Shelvin Mack will have a homecoming on Thursday when the Wizards make their lone trip to Indiana and he returns to the city where he spent the past three years helping to elevate Butler into a relevant college basketball program. Mack will also only be about three hours from his hometown of Lexington, Ky., so he will also be surrounded by family and friends.

(Nick Wass/AP)

His college coach, Brad Stevens, will not be in attendance since he will be in New Orleans for meetings and other responsibilities during the Final Four, Mack said. “He’s coming to Chicago to watch me though” on April 16.

A year removed from being on college basketball’s biggest stage, Mack can finally understand the magnitude of what the Bulldogs were able to accomplish. A poor shooting performance prohibited Butler from finishing the task against Connecticut and avenge a defeat in the previous title game when the Bulldogs were one Gordon Hayward halfcourt heave from upending Duke.

Butler didn’t qualify for the tournament this season. With his original pick to win the title this season, Missouri, eliminated in the first round, Mack has decided to go with Kentucky.

“It’s kind of weird,” Mack said when asked about watching the tournament as a fan. “You don’t realize how big it is, until you’re not playing in it anymore. When you’re playing in it, it’s just another game. But when you’re watching from a distance, it’s a big event. A lot of guys work their whole lives to get that opportunity to play.”

Mack didn’t have to spend much time going back and forth about entering the NBA draft. Shortly after Butler lost to Connecticut in the NCAA championship game last April, Mack knew that he wasn’t going back to school for his senior season.

“It gave me confidence,” said Mack, who averaged 17.8 points in 12 NCAA tournament games, including 30 in the national semifinal against Virginia Commonwealth. “I won’t be one of those guys that looks back on my career and says I wish I would’ve did this, I wish I would’ve did that.
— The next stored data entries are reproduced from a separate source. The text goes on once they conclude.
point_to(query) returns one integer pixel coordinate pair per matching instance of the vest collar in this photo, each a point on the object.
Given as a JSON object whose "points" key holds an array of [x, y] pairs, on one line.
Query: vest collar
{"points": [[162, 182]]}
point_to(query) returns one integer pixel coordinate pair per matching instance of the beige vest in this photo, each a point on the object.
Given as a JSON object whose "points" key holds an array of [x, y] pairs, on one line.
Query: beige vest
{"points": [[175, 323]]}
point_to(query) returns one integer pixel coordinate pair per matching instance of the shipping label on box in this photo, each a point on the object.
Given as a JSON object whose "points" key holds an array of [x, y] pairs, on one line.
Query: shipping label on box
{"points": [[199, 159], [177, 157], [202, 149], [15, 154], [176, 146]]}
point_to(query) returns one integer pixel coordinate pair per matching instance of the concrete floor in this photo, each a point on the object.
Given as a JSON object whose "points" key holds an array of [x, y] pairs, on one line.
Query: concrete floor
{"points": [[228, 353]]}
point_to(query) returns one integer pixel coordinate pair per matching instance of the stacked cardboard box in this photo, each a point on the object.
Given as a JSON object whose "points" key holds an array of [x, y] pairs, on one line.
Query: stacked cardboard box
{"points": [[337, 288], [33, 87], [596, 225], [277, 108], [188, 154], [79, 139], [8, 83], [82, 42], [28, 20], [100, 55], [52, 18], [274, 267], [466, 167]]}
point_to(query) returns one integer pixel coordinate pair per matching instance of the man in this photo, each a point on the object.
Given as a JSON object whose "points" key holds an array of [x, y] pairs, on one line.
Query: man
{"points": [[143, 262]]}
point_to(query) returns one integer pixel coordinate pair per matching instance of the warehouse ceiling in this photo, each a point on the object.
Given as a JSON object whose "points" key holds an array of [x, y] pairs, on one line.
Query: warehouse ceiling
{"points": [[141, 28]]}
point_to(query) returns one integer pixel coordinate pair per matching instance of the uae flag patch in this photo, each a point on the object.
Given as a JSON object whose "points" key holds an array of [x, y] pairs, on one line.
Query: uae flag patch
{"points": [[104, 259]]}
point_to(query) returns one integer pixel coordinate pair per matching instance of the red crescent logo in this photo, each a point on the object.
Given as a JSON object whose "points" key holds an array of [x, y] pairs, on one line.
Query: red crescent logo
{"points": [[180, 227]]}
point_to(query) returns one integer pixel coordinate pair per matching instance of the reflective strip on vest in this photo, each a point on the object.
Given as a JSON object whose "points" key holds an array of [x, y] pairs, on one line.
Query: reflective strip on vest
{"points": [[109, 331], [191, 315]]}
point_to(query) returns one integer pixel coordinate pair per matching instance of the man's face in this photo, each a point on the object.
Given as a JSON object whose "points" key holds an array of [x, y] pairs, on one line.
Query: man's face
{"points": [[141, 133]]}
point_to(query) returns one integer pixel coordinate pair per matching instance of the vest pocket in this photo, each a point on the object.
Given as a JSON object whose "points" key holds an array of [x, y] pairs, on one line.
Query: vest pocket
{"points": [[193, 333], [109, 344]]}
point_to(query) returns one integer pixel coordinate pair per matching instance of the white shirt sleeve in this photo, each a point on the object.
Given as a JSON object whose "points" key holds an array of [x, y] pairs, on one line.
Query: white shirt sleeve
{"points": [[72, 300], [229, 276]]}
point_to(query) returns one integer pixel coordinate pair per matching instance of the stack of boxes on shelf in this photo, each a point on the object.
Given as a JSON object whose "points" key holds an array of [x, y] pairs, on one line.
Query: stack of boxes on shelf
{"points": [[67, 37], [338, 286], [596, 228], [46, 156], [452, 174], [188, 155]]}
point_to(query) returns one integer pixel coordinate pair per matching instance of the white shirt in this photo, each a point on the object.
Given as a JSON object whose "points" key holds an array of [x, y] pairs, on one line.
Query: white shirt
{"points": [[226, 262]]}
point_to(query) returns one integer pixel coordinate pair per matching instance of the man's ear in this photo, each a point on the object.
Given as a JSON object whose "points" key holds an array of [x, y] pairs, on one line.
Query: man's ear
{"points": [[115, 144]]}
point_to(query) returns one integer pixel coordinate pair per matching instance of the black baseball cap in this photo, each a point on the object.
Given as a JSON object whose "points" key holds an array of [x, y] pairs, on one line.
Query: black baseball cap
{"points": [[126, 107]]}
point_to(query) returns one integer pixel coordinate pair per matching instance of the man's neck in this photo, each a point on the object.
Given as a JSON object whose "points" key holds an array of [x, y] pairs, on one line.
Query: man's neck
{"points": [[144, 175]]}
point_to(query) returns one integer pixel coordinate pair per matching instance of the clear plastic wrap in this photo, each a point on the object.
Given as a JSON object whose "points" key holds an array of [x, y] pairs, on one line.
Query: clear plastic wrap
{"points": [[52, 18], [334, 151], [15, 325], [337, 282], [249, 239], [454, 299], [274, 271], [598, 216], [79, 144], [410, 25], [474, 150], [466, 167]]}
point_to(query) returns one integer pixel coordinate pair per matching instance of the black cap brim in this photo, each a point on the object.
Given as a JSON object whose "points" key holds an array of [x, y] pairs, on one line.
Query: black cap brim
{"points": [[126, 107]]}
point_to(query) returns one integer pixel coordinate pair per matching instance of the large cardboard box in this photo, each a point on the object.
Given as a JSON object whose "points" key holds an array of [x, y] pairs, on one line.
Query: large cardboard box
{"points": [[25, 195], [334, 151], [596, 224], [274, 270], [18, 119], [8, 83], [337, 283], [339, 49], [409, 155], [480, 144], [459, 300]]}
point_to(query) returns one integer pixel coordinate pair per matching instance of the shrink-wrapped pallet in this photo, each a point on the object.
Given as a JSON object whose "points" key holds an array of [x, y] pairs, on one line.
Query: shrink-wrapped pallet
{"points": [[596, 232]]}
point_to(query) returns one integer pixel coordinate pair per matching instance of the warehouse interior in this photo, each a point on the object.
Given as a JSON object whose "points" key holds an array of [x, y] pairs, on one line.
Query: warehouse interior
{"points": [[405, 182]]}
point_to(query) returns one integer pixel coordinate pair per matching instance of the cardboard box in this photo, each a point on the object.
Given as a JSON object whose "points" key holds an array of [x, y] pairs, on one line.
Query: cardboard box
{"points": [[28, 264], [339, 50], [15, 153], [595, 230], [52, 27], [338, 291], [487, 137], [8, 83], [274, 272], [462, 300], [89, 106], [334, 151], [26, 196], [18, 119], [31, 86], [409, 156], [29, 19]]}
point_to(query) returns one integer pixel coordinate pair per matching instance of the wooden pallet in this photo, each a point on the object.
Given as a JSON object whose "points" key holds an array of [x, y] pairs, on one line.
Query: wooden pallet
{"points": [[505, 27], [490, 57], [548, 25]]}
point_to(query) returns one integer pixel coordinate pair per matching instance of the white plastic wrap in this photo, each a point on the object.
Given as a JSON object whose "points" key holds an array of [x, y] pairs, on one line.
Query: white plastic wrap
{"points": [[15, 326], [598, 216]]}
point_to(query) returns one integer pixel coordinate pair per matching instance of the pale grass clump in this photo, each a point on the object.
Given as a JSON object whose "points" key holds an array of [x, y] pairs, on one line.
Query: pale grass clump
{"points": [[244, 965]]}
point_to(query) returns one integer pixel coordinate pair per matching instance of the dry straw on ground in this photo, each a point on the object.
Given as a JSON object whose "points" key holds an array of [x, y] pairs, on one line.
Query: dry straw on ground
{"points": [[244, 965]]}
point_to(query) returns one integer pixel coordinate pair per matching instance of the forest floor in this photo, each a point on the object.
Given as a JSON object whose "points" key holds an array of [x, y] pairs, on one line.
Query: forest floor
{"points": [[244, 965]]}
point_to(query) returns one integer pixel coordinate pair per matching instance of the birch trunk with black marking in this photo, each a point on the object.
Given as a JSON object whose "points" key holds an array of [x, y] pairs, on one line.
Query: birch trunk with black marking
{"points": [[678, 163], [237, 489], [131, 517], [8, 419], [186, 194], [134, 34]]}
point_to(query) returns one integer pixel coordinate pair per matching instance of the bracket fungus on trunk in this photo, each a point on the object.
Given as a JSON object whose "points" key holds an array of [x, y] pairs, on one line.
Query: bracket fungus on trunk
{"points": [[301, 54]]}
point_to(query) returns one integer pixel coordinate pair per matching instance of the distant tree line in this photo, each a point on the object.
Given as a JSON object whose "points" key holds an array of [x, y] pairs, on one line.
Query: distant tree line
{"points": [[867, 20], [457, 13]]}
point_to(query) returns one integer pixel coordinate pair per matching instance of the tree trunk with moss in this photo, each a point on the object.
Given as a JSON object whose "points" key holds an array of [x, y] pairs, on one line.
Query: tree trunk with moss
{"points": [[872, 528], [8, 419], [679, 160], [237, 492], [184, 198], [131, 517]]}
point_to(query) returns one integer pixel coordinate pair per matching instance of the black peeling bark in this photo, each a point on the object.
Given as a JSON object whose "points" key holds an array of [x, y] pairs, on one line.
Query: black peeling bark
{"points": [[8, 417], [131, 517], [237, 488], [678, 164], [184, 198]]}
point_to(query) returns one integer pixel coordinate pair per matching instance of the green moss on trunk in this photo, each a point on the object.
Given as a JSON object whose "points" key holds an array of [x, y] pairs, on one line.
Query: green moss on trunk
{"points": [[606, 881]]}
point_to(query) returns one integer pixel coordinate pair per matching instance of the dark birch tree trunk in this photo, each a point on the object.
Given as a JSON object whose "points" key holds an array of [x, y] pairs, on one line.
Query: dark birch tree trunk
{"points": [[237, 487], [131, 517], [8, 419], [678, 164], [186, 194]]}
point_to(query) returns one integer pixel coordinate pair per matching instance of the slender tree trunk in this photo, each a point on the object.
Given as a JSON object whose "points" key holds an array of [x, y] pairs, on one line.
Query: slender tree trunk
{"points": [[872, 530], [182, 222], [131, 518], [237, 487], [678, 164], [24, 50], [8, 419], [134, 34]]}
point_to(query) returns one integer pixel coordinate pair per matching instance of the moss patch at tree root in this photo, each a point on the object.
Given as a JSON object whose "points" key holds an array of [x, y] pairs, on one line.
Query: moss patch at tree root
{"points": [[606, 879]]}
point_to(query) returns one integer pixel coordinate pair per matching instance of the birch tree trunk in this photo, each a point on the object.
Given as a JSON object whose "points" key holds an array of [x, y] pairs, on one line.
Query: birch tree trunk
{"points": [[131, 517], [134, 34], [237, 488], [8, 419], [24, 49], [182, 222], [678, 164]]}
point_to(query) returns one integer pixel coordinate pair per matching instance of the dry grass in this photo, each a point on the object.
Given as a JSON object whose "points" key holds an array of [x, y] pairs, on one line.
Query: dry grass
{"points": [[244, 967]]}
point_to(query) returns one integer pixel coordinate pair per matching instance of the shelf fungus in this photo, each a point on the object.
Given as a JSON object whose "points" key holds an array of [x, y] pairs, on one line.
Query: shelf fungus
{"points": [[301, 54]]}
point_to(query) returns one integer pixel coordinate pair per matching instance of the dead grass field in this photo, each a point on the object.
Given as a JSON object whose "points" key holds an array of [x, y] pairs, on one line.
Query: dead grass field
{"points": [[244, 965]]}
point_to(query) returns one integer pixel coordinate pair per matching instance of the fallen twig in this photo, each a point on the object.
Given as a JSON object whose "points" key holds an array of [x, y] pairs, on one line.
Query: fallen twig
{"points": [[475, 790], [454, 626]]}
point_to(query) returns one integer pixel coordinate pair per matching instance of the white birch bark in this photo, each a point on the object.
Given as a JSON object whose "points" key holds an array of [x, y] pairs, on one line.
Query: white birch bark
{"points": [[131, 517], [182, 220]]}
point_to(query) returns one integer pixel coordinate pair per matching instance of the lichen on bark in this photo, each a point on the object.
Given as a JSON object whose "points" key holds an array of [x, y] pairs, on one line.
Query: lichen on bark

I think in my college career, I went to two NCAA championships. I also won a gold medal with the USA FIBA team, so it really wasn’t too much I could do in college.”

But Mack didn’t know that he would still be in Indianapolis in the fall. Because of the NBA lockout, Mack stayed around the campus, where he matured into an eventual NBA player and worked out regularly with former teammates Matt Howard and Hayward, now of the Utah Jazz. He also found time to train with other NBA players from the area, such as New Orleans guard Eric Gordon and Pacers guard George Hill.

“It was really good,” Mack said. “In Indianapolis, you’ve got a lot of pros there. Those are the type of guys you can work out with, especially for the guard position for me. So it was a great experience, hanging out, throughout the lockout, working every day.”

Mack is averaging 3.6 points, 1.6 assists and 1.6 rebounds in his rookie season but feels that the lessons from his college career continue to play out in the NBA.

“It helped me out a lot, especially when it came to the NCAA tournament. It comes down to a lot of two or three possession game, any possession can cost you a game,” he said. “It’s kind of translating over to this. I’m trying to help my teammates get over that hump, because it’s a full 48-minute game, like in the NCAA, it’s a full 40-minute game.”

But Mack realizes he still has so much more to learn, especially since Coach Randy Wittman made him a part of the regular rotation after Flip Saunders was fired. “It’s been great for me. I’ve had an opportunity to play in most of the games,” Mack said. “I’m just trying to learn each and everyday, take care of your body. I’ve actually been feeling a little heavy lately. But just getting the proper rest, all the little things that people don’t see until you actually start playing these games.”